Won’t Someone Please Think Of Microsoft?

Won’t Someone Please Think Of Microsoft?

Late last night, an email leaked to advocacy group Fight For The Future detailing how Github — the code repository Microsoft bought last year for $US7.5 billion ($11 billion) — would be renewing its contract with U.S. Immigration and Customs Enforcement, the agency at the forefront of carrying out the Trump administration’s xenophobic war on immigrants that’s left at least seven children dead and tens of thousands more in cages.

As corporations are wont to do, Github issued a blog post to respond to this unfavourable and now-public information by stressing just how much Github absolutely hates renewing the contract for the Github Enterprise Server licence it was under no obligation to renew (but did anyway).

In his own words, here’s Github CEO Nat Friedman (emphasis ours throughout):

Like many Hubbers, I strongly disagree with many of the current administration’s immigration policies, including the practice of separating families at the border, the Muslim travel ban, and the efforts to dismantle the DACA program that protects people brought to the U.S. as children without documentation. The leadership team shares these views. These policies run counter to our values as a company, and to our ethics as people. We have spoken out as a company against these practices, and joined with other companies in protesting them.

Oh, so Microsoft must have twisted Githubs arm on this one —

Our parent company, Microsoft, has also publicly opposed these same policies.

Weird decision to renew this contract then, if both Github and its owner think the agency it’s selling access to is morally compromised and actively carrying out a racist agenda. Who knows, maybe this contract was lucrative and the silver lining is that the money will go towards ending climate change or something.

Both the original purchase, as well as the recent renewal, were made through one of our reseller partners. The revenue from the purchase is less than $US200,000 ($297,000) and not financially material for our company.

Now I’m truly confused. Is anyone else confused?

We will donate $US500,000 ($743,000) — in excess of the value of the purchase by ICE — to nonprofit organisations working to support immigrant communities targeted by the current administration.

Hallmarks of the moral high ground: enabling the exact groups you publicly oppose for negative returns.

GitHub does not have a professional services agreement with ICE, and GitHub is not consulting with ICE on any of their projects or initiatives. GitHub has no visibility into how this software is being used, other than presumably for software development and version control.

They’re really torn up about this, guys.

While ICE does manage immigration law enforcement, including the policies that both GitHub and Microsoft are on record strongly opposing, they are also on the front lines of fighting human trafficking, child exploitation, terrorism and transnational crime, gang violence, money laundering, intellectual property theft, and cybercrime … [the on-premises GitHub Enterprise Server licence] could be used in projects that support policies we both agree and disagree with.

…just absolutely sickened to be a part of this ecosystem of nativist family separation.

As a matter of principle, we believe the appropriate way to advocate for our values in a democracy is to use our corporate voice, and not to unplug technology services when government customers use them to do things to which we object.

Unplugging technology services is one of the few major tools a technology company has at its disposal to oppose the misuse of that technology.
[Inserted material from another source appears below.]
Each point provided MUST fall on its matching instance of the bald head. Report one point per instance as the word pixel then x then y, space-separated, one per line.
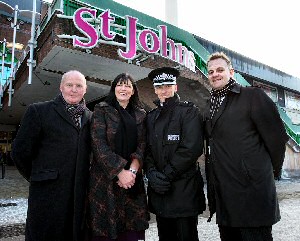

One could almost assume Github and Microsoft are not entirely serious in their stance against ICE.

Our voice is heard better by policymakers when we have a seat at the table.

When you consider Microsoft actively seeks — and makes considerable revenue from — government contracts, the maths of a $US300,000 ($446,000) agreement with a loathsome agency in exchange for “a seat at the table” makes a lot more sense. Microsoft does not want to be seen as directly profiting off concentration camps where dozens have already died in U.S. custody. It also doesn’t want to oppose those detention centres vociferously enough to lose contracts to competitors that are less sickened by the business opportunity presented by blood and soil nationalism.

This isn’t solely my read on Github’s limp response, it’s also the opinion of several of the company’s employees who saw fit to write a response to Friedman’s blog post. As their letter, obtained by the Washington Post, states:

GitHub has held a “seat at the table” for over 2 years, as these illegal and dehumanising policies have escalated, with little to show for it. Continuing to hold this contract does not improve our bargaining power with ICE. All it does is make us complicit in their widespread human rights abuses. We cannot offset human lives with money. There is no donation that can offset the harm that ICE is perpetrating with the help of our labour.